Correlations between monocyte subsets and serum chemokines with ITAS2010 and acute phase reactants in TAK
No correlations were found between total monocytes and monocyte subsets counts in the peripheral blood with erythrocyte sedimentation rate (ESR), serum C-reactive protein (CRP) or ITAS2010 score (Supplementary Table S2). The analysis of correlations between serum chemokine levels and acute phase reactants or ITAS2010 score yielded only a significant negative correlation between serum CCL2 levels and ITAS2010 score (rho = -0.611; p = 0.046). No significant correlations were observed between serum levels of other chemokines and ESR, serum CRP or ITAS2010 score (Supplementary Table S3).
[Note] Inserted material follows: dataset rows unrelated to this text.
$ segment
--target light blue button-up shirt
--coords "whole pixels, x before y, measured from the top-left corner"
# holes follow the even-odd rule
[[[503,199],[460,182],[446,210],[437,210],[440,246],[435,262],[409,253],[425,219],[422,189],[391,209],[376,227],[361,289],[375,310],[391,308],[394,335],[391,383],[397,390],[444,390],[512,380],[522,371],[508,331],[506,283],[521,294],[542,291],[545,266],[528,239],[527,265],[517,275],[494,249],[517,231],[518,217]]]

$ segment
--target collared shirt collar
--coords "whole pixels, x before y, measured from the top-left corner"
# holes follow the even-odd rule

Interactions between monocyte subsets and chemokines in TAK patients
Serum CCL4 levels were significantly correlated with the total number of monocytes (Rho: 0.489; p = 0.005), as well as, with classical and intermediate monocytes (Rho: 0.448; p = 0.010 and Rho: 0.412; p = 0.019, respectively). CCL7 was also significantly correlated with the number of non-classical monocytes in the peripheral blood (Rho: 0.360; p = 0.043). No other correlations were found between other serum chemokine levels and total monocytes or monocyte subsets in the peripheral blood from TAK patients (Supplementary Table S4).
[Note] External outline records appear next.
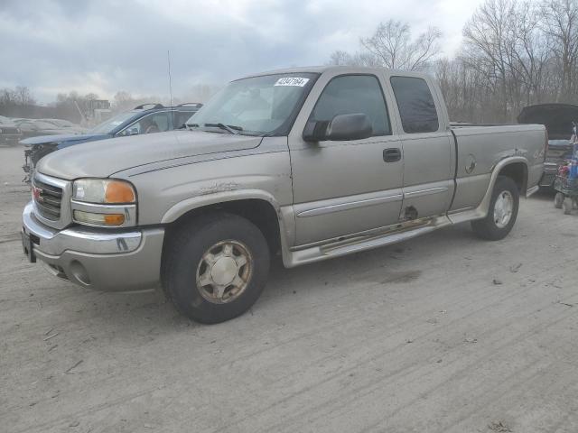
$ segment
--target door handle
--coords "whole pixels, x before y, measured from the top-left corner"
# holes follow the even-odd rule
[[[390,149],[385,149],[383,151],[383,161],[386,162],[396,162],[401,160],[401,150],[394,147]]]

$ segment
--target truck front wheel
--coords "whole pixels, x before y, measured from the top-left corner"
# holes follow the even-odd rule
[[[247,311],[269,272],[261,231],[231,214],[195,218],[173,232],[164,250],[163,285],[177,309],[200,323],[219,323]]]
[[[516,182],[499,176],[494,185],[489,209],[484,219],[471,222],[478,237],[489,241],[503,239],[512,230],[519,207],[519,191]]]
The impact of therapy on monocyte subsets and serum chemokines
Firstly, we analyzed the effect of prednisone use and its daily dose on monocyte subsets and circulating chemokines. TAK patients using prednisone dose ≥ 5mg were compared to those on prednisone < 5mg/day or no prednisone. Daily prednisone ≥ 5mg was associated with a lower percentage of non-classical monocytes compared to daily prednisone < 5mg [3.7% (1.3-4.1) vs. 6.9% (3.9-8.5), p = 0.011]. No other significant differences were observed in the absolute numbers and percentages of monocyte subsets in the peripheral blood regarding prednisone use in TAK patients. When relations between prednisone use and serum chemokines were analyzed, TAK patients on a prednisone daily dose ≥ 5mg presented lower serum CXCL10 levels than those using < 5mg/day. No differences were observed regarding prednisone use and serum levels of other chemokines in TAK patients (Table 2). The prednisone daily dose also had a strong negative correlation with the percentage of non-classical monocytes (rho: -0,796; p = 0.002). (Supplementary Table S5). Correlations between daily prednisone dose and serum chemokines yielded no significant results (Supplementary Table S5).
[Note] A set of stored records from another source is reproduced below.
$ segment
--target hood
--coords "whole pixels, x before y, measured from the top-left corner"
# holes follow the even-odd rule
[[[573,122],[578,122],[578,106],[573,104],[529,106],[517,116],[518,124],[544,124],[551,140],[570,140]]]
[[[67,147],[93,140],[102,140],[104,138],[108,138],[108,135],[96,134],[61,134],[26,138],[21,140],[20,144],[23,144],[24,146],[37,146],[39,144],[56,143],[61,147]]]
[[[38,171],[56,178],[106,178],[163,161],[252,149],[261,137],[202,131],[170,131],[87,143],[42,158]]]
The impact of immunosuppressive and biological agents on monocyte subsets and serum chemokine levels was also analyzed in TAK patients. Despite the lower number of total monocytes and classical monocytes in the peripheral blood in TAK patients on immunosuppressive agents, the comparison with those on biological agents and no therapy in the post hoc analyses yielded no significant results according to Bonferroni’s correction (i.e., p > 0.016) (Table 3). No other significant differences were observed for monocyte subsets and serum chemokine levels regarding therapy for TAK (Table 3).